The European Securities and Markets Authority (Esma) has proposed a move to a T+1 settlement cycle for EU capital markets, with the transition targeted for the fourth quarter of 2027. In a report on Monday 18 November 2024, the market regulator provided a comprehensive assessment of shortening the settlement cycle, which could significantly enhance post-trade efficiency and market integration.
The proposed shift to T+1, meaning that securities transactions would be settled one day after the trade, compared with the current two days, is expected to promote the overall resilience and efficiency of the European Union’s financial infrastructure. According to Esma, this change aligns with the EU’s broader objectives of fostering market integration and supporting the Savings and Investment Union. The regulator believes the move would reduce settlement risks, improve liquidity and streamline operations for investors and financial institutions alike.

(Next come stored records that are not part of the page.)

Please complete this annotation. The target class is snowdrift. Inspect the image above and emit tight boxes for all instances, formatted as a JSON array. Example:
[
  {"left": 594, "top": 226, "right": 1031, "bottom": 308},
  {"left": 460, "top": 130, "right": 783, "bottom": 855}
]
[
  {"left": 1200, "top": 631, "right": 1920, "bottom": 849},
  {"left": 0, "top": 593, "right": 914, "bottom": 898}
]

T+1 refers to the settlement, or completion, of trading in financial instruments being completed on the transaction date plus one day at most.
Timeline
Esma has advised that the transition to T+1 should occur simultaneously across all relevant financial instruments, with the optimal date for implementation set for 11 October 2027. This recommendation takes into account the challenges posed by launching such a significant project during the months of November and December, as well as the logistical difficulties associated with the first Monday of October, just after the end of the financial quarter.
The authority also emphasised the importance of a coordinated approach with other jurisdictions across Europe to ensure a smooth and efficient transition. A joint effort with the United Kingdom and Switzerland was particularly noted as essential to achieving harmonisation across key markets.
Benefits
Esma’s report assessed the potential costs and benefits of transitioning to T+1. While the move would entail some challenges, particularly in terms of regulatory amendments, the overall benefits were deemed substantial. These benefits include significant risk reductions, margin savings and the elimination of discrepancies with other major global markets that have already adopted or are planning to adopt shorter settlement cycles, such as the US.
However, the transition to T+1 would require important changes to existing regulatory frameworks. In particular, the Central Securities Depositories Regulation (CSDR) and the settlement discipline framework would need to be amended to provide legal clarity and ensure the proper functioning of post-trading processes. This, according to Esma, is crucial for the success of the transition.
Furthermore, the report highlighted that the implementation of T+1 would require substantial investment in harmonisation, standardisation and modernisation efforts by all market participants. These measures are intended to enhance settlement efficiency and address the complexities of the EU’s capital markets.
Governance
Given the complexity of the EU’s trading and post-trading environment, Esma has stressed the need for specific governance structures to oversee the transition. In collaboration with the European Commission and the European Central Bank, Esma will continue its regulatory work on revising rules related to settlement efficiency and governance, as well as addressing any challenges related to the T+1 implementation process.
Industry reactions
The proposal has garnered support from major players in the financial infrastructure sector. Sam Riley, CEO of Clearstream Securities Services, expressed strong backing for Esma’s proposal. He told Paperjam on Monday, “We welcome the coordinated approach between the EU, the United Kingdom and Switzerland, as well as the call to amend article 5 of CSDR to provide legal clarity for all member states. This initiative will significantly enhance the strongly needed harmonisation in European capital markets, especially in the post-trade sector.”
A spokesperson from Euroclear, a leading financial market infrastructure, also welcomed the proposal, noting, “As a Financial Market Infrastructure, we support global settlement efficiencies.” However, acknowledging that the challenges for European markets are greater than those in the US, they added, “Euroclear is preparing for this move and has consistently advocated for a measured, nuanced approach that takes into consideration the perspectives of central securities depositories to ensure the shift benefits the entire financial ecosystem. Transitioning to T+1 poses greater challenges for a multi-market Europe than it did for North America and requires a collective, coordinated effort, underpinned by global alignment. We welcome Esma’s determination to set a date in autumn 2027 and are optimistic about achieving alignment between jurisdictions across Europe. The key timelines and progress in determining an effective governance structure in the EU will help realise the benefits of reducing the settlement cycle, such as lowering counterparty and operational risk.”